In [3]:
import os 
from pathlib import Path

In [4]:
%pwd

'/home/priyanshu1303d/Projects/DeepQA_PyTorch/research'

In [5]:
os.chdir("../")

In [6]:
%pwd

'/home/priyanshu1303d/Projects/DeepQA_PyTorch'

In [7]:
from dataclasses import dataclass

In [8]:
@dataclass(frozen=True)
class ModelTrainerConfig:
    root_dir : Path
    data_path : Path
    output_path : Path
    vocab_file_path : Path
    epochs: int
    weight_decay: float
    learning_rate : float
    optimizer: list

In [9]:
from DeepQA.constants import *
from DeepQA.utils.common import read_yaml , create_directories , get_size
from DeepQA.logging import logger

In [10]:
class ConfigurationManager:
    def __init__(self , config_filepath = CONFIG_FILE_PATH , params_filepath = PARAMS_FILE_PATH):
        self.config = read_yaml(config_filepath)
        self.params = read_yaml(params_filepath)

        create_directories([self.config.artifacts_root])

    def get_model_trainer_config(self) -> ModelTrainerConfig:

        config = self.config.model_trainer

        params = self.params.TrainingArguments

        create_directories([config.root_dir])

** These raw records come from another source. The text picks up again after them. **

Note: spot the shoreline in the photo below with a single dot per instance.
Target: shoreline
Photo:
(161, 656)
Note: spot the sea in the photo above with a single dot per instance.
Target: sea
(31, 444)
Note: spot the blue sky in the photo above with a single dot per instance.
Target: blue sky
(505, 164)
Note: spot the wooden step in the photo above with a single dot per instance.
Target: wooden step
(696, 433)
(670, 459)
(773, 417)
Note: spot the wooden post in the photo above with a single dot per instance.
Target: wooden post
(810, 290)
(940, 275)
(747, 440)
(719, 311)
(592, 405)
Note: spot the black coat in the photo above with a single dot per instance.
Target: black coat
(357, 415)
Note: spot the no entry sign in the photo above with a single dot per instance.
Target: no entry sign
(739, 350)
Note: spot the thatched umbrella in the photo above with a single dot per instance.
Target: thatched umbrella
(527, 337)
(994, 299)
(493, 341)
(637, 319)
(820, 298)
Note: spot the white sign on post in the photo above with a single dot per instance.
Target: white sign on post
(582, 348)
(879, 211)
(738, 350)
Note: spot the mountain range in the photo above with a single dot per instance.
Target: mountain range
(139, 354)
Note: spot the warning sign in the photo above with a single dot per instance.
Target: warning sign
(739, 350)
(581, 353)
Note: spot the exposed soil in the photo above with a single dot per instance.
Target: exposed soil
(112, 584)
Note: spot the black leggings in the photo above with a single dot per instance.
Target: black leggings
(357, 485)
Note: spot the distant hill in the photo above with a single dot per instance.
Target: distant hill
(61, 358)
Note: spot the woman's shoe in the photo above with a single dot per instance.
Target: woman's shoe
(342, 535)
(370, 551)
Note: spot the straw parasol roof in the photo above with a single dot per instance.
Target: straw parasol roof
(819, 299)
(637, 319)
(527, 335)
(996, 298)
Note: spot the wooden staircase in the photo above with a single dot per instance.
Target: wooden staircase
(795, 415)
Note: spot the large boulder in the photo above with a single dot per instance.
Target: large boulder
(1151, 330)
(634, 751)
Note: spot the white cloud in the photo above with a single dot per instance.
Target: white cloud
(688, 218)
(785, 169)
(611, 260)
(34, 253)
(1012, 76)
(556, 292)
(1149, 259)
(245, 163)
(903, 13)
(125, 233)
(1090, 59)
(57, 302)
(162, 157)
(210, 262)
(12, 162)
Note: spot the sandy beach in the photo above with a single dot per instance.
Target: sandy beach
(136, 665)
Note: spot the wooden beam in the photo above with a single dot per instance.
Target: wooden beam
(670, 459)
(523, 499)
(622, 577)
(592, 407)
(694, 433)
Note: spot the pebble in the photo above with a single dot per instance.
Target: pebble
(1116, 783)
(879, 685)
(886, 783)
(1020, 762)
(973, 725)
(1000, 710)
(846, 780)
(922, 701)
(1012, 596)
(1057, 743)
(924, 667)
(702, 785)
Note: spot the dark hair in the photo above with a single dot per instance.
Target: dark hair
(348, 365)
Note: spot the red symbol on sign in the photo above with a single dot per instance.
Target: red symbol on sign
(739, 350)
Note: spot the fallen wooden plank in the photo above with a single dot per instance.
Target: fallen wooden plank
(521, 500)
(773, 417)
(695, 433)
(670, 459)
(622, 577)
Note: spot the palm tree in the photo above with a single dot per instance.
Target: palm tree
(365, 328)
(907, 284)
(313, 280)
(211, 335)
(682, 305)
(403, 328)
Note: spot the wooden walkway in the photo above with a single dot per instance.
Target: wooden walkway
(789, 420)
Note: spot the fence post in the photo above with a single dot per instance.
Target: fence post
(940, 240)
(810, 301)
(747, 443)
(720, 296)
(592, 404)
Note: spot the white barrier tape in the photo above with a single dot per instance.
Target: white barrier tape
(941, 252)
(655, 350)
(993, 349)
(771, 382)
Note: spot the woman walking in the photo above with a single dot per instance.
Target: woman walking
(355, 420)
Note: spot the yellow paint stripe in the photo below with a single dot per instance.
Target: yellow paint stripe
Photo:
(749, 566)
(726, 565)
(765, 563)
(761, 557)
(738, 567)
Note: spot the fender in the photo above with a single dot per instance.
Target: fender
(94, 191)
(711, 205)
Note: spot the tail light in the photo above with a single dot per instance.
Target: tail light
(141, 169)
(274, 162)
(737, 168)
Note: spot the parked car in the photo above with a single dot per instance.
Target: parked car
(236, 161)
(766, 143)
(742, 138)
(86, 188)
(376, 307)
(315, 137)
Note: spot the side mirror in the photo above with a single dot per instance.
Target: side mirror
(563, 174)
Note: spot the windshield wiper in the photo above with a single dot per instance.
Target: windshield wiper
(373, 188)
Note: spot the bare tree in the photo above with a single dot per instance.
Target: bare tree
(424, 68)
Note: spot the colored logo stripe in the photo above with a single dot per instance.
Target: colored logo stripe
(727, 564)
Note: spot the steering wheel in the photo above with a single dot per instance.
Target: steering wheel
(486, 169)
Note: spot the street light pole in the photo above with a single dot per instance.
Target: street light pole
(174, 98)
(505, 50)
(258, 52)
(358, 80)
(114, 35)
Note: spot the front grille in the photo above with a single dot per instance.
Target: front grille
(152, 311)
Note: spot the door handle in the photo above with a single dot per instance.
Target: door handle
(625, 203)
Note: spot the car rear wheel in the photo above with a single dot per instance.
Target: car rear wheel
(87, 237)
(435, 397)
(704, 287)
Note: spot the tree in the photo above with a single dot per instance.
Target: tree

        model_trainer_config = ModelTrainerConfig(
            root_dir = config.root_dir,
            data_path= config.data_path,
            output_path= config.output_path,
            vocab_file_path = config.vocab_file_path,
            epochs = params.epochs,
            weight_decay = params.weight_decay,
            learning_rate = params.learning_rate,
            optimizer = params.optimizer
        )

        return model_trainer_config

# Stage 3 DataSet 

In [11]:
import torch 
from torch.utils.data import Dataset , DataLoader
import ast

In [12]:
class QA_Dataclass(Dataset):
    def __init__(self , df , vocab):
        self.df = df
        self.vocab = vocab

    def __len__(self):
        return self.df.shape[0]

    def __getitem__(self, index):
        # Convert string representations of lists back to actual lists
        numerical_question = ast.literal_eval(self.df.iloc[index]['question_indices'])
        numerical_answer = ast.literal_eval(self.df.iloc[index]['answer_indices'])

        # Convert to PyTorch tensors
        question_tensor = torch.tensor(numerical_question, dtype=torch.long).unsqueeze(0)  # Add batch dimension
        answer_tensor = torch.tensor(numerical_answer, dtype=torch.long)

        return question_tensor, answer_tensor

In [13]:
import pandas as pd
df_final = pd.read_csv('artifacts/data_transformation/Preprocessed_Data/preprocessed_data.csv')
import json

vocab_path = "artifacts/data_transformation/Vocab/vocab.json"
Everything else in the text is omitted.